O FBI está investigando o possível uso de informação privilegiada (crime conhecido nos EUA como insider trading) em negociações das ações da Heinz, fabricante de condimentos adquirida na semana passada pelo fundo de investimento brasileiro 3G Capital, que tem entre os sócios Jorge Paulo Lemann, um dos controladores da AmBev, e pelo investidor americano Warren Buffet.

Na última sexta-feira, 15, o Securities and Exchange Commission (SEC), órgão regulador do mercado financeiro americano, entrou com uma ação para congelar os ativos de uma conta de investimento da Goldman Sachs na Suíça, onde teria ocorrido uma movimentação suspeita de ações da Heinz no dia anterior ao anúncio da compra, por US$ 23 bilhões, da fabricante de alimentos. Nesta terça-feira, 19, o FBI anunciou que entraria na investigação.

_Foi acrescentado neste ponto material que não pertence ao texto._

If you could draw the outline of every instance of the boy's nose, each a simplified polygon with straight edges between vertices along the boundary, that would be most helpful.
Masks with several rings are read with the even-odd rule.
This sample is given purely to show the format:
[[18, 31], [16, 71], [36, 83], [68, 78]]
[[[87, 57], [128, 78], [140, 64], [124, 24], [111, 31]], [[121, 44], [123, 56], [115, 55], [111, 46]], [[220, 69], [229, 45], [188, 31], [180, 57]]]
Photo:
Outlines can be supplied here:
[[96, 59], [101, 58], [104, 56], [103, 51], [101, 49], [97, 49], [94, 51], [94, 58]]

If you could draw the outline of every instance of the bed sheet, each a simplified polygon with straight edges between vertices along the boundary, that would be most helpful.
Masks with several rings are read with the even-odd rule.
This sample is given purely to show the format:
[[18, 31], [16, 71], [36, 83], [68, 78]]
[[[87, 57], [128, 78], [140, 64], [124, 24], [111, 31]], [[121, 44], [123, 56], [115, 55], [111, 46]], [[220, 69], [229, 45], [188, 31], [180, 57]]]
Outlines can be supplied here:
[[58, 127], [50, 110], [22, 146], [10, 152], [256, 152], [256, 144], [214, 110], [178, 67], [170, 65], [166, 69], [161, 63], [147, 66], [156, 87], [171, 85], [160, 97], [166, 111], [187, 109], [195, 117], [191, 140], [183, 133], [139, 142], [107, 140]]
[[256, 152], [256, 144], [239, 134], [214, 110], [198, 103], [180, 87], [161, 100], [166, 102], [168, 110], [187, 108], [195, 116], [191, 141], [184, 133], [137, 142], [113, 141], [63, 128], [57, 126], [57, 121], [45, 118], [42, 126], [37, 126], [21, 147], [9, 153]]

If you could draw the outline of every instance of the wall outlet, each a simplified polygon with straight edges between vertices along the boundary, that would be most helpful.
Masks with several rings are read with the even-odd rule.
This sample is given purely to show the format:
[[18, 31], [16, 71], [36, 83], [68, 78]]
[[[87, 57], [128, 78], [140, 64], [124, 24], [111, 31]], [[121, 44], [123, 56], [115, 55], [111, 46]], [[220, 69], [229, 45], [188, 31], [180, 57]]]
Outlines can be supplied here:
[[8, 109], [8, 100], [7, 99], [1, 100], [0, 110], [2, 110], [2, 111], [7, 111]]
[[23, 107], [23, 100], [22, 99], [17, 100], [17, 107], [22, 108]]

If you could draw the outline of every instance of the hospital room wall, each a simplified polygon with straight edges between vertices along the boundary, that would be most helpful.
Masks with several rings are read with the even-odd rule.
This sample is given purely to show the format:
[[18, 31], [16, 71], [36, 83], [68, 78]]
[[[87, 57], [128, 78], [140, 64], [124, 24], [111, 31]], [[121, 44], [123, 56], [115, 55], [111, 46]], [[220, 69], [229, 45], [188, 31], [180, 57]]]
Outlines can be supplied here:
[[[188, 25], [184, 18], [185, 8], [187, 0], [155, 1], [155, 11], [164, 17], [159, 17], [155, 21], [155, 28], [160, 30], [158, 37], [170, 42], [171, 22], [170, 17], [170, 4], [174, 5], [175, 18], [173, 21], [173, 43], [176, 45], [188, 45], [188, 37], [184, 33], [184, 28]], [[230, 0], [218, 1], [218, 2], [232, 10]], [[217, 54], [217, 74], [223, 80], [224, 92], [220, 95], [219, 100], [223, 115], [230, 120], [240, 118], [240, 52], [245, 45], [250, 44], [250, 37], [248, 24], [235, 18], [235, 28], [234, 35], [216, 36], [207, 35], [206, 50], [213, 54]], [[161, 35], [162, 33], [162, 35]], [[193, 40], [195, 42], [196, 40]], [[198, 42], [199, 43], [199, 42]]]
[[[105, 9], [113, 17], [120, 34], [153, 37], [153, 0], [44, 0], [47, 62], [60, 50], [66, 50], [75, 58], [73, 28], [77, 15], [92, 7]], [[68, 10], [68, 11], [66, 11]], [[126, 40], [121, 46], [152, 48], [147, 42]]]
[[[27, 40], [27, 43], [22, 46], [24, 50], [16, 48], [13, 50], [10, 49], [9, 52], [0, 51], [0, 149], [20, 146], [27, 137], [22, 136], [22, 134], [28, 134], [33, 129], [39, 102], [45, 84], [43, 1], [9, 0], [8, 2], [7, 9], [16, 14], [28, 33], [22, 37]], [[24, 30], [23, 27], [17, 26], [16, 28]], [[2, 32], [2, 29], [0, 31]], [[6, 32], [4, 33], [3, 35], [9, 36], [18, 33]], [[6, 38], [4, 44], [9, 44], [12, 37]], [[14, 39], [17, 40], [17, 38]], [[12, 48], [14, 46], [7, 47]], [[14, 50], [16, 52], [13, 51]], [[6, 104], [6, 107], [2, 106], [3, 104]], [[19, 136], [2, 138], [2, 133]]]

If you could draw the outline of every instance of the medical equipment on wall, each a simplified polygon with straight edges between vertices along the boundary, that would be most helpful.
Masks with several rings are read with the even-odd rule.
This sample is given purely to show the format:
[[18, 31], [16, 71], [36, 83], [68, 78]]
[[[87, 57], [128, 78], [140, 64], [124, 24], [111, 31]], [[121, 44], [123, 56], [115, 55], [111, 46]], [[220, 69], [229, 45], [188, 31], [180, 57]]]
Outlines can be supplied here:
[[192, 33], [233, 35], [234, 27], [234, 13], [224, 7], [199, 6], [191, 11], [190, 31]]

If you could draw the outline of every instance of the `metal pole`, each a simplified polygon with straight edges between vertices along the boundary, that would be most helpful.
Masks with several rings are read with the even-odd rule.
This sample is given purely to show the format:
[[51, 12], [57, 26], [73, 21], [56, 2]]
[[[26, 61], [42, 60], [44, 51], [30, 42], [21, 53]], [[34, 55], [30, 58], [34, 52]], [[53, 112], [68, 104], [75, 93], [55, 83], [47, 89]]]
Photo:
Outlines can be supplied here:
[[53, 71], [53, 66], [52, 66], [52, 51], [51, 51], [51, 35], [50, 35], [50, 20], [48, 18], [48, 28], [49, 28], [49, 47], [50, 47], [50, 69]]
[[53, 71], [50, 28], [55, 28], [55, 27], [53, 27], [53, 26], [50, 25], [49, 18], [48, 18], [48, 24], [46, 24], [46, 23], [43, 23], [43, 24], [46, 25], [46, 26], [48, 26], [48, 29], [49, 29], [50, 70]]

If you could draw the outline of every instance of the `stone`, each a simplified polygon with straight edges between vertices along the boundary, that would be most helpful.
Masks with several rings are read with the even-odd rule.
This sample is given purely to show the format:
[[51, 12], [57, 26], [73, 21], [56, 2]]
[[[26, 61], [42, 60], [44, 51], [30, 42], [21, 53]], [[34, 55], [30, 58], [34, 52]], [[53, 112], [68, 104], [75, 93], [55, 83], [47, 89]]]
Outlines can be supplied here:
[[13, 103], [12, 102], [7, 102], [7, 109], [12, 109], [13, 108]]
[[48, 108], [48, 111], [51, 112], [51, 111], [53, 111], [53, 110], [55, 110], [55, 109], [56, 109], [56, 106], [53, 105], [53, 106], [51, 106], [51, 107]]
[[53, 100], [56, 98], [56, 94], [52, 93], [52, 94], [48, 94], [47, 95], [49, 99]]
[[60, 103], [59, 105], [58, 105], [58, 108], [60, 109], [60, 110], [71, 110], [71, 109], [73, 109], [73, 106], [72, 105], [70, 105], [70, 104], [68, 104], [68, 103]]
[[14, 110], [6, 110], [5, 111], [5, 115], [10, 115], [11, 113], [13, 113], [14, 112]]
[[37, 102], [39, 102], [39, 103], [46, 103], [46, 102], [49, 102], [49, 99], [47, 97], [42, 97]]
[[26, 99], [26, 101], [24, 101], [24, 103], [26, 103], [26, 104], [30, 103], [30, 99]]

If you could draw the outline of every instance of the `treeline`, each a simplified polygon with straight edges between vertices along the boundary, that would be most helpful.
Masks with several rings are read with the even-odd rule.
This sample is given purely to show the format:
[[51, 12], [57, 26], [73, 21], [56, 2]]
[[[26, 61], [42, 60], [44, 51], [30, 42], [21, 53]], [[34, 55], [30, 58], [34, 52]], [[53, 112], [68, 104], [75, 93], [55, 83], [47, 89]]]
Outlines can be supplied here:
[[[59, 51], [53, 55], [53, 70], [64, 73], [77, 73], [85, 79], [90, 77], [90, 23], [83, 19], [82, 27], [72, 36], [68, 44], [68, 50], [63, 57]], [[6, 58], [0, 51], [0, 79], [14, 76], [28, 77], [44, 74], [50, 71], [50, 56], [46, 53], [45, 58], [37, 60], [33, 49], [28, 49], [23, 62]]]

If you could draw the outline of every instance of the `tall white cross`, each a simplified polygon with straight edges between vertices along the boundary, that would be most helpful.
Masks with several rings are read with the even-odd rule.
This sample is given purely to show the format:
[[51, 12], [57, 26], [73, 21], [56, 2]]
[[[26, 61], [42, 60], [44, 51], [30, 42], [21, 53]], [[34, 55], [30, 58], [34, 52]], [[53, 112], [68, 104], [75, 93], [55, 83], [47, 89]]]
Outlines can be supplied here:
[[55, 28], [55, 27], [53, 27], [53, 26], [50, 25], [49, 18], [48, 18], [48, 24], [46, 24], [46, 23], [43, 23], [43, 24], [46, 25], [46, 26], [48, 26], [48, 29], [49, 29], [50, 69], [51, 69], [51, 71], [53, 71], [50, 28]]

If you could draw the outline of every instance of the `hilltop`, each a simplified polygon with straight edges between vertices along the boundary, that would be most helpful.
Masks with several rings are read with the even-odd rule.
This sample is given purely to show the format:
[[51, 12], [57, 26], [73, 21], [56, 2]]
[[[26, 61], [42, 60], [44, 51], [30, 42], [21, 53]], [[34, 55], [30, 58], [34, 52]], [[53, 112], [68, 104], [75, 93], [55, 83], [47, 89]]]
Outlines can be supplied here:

Para a SEC, o tamanho das transações de “opção de compra” (que garantem a oportunidade de adquirir um determinado número de ações por um preço predeterminado, em prazo preestabelecido), ocorridas na véspera da aquisição da Heinz, é “altamente suspeito”, já que a conta não havia movimentado ativos da Heinz nos últimos seis meses. As negociações teriam rendido mais de US$ 1,7 milhão em lucros aos operadores porque os papéis da Heinz subiram 19,9% no dia do anúncio do negócio.

A ação movida pela SEC marcou a segunda vez em seis meses que reguladores suspeitam de  insider trading em um negócio envolvendo a 3G Capital. O primeiro incidente ocorreu em setembro passado, e envolveu um operador da bolsa que teria passado informações privilegiadas relacionadas à compra do Burger King pela 3G, em 2010.